Bank of England denies Scottish currency talks

The Bank of England has flatly denied claims from the Scottish government that the two have held talks on a currency union should Scotland vote for independence next month, reports The Telegraph.

In a highly-unusual announcement, a spokesman said the Bank “has not entered discussions” with Holyrood on an independent Scotland remaining in the sterling monetary framework.

The Bank published the statement after Scotland’s Finance Secretary John Swinney claimed that “technical discussions” had taken place between the two.

Alex Salmond, Scotland’s First Minister, has repeatedly insisted that an independent Scotland will be allowed to remain in a currency union with the UK, a claim rejected by all three Westminster parties.

The subject has caused considerable tension in the weeks leading up to the referendum on September 18, with Mr Salmond coming under pressure to outline his plans should ambitions for a currency union fail.

On Wednesday, Bank of England Governor Mark Carney revealed that the Bank had “contingency plans” for a “Yes” vote.

Mr Swinney called the comments “a sharp contrast to the scaremongering and threats of UK politicians”. However, he then claimed: “The Scottish Government has had technical discussions with the Bank of England regarding our proposal for a currency union and we welcome their continued acknowledgement that the bank will introduce whatever the politicians decide.”

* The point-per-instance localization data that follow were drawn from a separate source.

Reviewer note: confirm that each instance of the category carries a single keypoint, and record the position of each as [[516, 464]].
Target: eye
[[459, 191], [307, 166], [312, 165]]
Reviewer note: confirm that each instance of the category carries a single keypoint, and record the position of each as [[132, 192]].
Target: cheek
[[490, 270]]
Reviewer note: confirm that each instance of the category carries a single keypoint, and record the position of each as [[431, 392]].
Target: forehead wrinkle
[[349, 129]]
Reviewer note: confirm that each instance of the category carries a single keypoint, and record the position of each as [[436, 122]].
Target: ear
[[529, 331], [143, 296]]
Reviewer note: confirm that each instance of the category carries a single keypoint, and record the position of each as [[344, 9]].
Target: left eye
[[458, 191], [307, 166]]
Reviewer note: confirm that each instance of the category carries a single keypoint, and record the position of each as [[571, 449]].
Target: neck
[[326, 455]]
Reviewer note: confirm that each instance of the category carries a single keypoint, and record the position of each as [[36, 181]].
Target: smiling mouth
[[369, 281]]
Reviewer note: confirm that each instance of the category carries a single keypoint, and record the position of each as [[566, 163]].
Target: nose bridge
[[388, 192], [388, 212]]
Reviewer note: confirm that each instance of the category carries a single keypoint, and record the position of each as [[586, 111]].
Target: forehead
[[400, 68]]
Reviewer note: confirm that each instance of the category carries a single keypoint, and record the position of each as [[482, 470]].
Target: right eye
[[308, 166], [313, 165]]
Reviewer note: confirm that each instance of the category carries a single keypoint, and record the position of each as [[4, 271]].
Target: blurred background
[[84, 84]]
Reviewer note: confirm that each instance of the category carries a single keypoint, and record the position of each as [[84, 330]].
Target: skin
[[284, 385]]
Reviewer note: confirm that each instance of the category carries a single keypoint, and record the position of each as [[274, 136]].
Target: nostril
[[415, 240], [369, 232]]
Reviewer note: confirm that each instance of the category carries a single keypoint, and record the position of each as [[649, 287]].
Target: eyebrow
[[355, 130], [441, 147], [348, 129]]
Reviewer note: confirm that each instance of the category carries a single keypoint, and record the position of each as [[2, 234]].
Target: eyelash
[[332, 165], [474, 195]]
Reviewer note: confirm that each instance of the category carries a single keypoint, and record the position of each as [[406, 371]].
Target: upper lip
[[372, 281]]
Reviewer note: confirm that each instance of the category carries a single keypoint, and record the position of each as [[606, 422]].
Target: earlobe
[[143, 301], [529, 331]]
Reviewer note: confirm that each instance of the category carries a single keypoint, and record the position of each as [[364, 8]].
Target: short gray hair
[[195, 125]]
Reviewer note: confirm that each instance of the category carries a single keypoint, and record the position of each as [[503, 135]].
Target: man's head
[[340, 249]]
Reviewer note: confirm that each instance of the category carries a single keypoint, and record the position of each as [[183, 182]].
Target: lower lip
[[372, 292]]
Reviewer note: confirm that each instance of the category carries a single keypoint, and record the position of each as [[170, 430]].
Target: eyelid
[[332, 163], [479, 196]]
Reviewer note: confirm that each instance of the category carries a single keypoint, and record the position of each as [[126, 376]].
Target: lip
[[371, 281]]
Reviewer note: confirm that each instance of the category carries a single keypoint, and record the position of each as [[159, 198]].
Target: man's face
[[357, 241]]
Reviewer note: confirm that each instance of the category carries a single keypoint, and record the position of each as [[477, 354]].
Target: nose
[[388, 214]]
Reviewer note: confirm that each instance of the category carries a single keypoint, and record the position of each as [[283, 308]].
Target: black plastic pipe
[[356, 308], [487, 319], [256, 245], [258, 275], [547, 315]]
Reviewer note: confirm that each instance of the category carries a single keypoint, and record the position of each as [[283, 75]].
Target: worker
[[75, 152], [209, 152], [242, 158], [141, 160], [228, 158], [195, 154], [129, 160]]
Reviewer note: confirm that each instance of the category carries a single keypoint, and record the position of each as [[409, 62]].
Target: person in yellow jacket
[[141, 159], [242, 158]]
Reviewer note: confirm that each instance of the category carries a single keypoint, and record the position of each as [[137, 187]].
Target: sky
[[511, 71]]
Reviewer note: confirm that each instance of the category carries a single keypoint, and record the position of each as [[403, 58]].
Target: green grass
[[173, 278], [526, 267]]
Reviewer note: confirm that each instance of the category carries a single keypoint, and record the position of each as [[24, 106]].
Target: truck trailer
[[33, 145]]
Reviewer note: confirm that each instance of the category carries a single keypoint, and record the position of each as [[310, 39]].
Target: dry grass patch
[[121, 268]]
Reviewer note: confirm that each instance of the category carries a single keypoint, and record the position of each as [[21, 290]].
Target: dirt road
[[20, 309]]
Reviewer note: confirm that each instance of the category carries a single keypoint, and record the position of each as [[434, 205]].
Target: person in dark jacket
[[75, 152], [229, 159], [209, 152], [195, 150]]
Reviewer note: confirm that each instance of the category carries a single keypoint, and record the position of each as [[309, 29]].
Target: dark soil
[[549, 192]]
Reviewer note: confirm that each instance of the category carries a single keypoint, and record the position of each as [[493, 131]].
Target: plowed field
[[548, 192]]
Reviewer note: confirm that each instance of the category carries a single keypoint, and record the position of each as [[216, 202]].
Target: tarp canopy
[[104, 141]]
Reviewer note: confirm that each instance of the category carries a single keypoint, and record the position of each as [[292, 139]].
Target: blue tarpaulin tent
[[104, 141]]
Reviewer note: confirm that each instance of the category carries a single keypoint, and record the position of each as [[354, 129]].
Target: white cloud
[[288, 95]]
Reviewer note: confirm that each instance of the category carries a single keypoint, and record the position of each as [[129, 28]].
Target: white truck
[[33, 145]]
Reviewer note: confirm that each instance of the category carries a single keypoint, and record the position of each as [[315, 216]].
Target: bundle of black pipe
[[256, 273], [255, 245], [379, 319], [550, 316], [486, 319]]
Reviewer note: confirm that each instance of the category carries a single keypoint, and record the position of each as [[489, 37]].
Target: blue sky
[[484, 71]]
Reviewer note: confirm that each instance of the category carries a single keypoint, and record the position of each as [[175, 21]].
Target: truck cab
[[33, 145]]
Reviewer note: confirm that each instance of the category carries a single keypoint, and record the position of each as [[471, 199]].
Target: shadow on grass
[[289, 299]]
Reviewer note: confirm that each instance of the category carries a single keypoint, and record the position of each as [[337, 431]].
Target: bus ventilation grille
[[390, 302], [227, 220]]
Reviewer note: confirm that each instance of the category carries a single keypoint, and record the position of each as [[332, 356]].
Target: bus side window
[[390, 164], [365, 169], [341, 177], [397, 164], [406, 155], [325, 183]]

In a statement on Thursday afternoon, a Bank of England spokesman denied this, saying:
“The Bank notes the comments made by the Finance Secretary of the Scottish government regarding technical discussions between officials of the Scottish government and the Bank of England.

“To be clear… the Bank of England has not entered into discussions with representatives of the Scottish government about proposals for future monetary arrangements in Scotland.

“As the Governor said yesterday, the design of any changes to UK monetary and financial arrangements would ultimately be a matter for negotiation between the Westminster and Scottish Parliaments. The Bank of England will deliver whatever remit it is given.”
The Bank says that in previous conversations between the Scottish Government and Mr Carney’s predecessor, Lord King of Lothbury, the Bank “did no more than answer technical questions from representatives of the Scottish government”.

A Scottish Government spokesman said: “We have always made clear that these are technical discussions and not negotiations, and that we respect the neutrality and independence of the Bank, which had made clear it will implement whatever is agreed.”
Although an independent Scotland could adopt the pound without the UK’s permission, failing to achieve a currency union would mean Scottish banks such as RBS losing the Bank of England as a lender of last resort, a development that many believe would force them south of the border.

UBS, one of Europe’s biggest banks, has predicted an immediate run on banks in the event of a “Yes” vote.